Fue eso o bien que alguien había atropellado a Missy a propósito.
Un sociópata que mataba por placer… Había oído hablar de gente así.
¿O la habían asesinado para vengarse de Miles Ryan?
Él era sheriff y se había ganado enemigos: había detenido a muchas personas y declarado en contra de ellos, había contribuido a enviar a un montón de gente a la cárcel…
¿Podría haber sido uno de ellos?
La lista era infinita; sólo pensarlo era un ejercicio de paranoia.
Suspiró y abrió por fin la carpeta, atraído por su contenido.
Había un detalle del accidente que no encajaba, y había garabateado media docena de signos de interrogación a su alrededor. Se había enterado de ello cuando lo llevaron al lugar de los hechos.
Curiosamente, el conductor había tapado el cuerpo de Missy con una manta.
Ese dato nunca había llegado a los periódicos.

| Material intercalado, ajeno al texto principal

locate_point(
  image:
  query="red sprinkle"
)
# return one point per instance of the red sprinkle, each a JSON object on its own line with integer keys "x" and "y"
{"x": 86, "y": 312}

Durante un tiempo, confiaron en que la manta proporcionara una pista sobre la identidad del culpable; pero no fue así. Era la típica que llevaban los botiquines de emergencia, como las que se vendían junto con varios artículos en casi todas las tiendas de suministros de automóviles o en los grandes almacenes de todo el país. Era imposible rastrearla.
Pero… ¿por qué?
Eso era lo que seguía incordiando a Miles.
¿Por qué cubrió el cuerpo y después huyó? No tenía sentido. Cuando se lo planteó a Charlie, éste dijo algo que aún lo obsesionaba: «Es como si quisiera disculparse.»
«¿O despistarnos?»
Miles no sabía qué creer.
Pero encontraría a quien lo había hecho, aunque pareciera imposible, por la simple razón de que no iba a desistir. Entonces, sólo entonces, podría seguir adelante con su vida.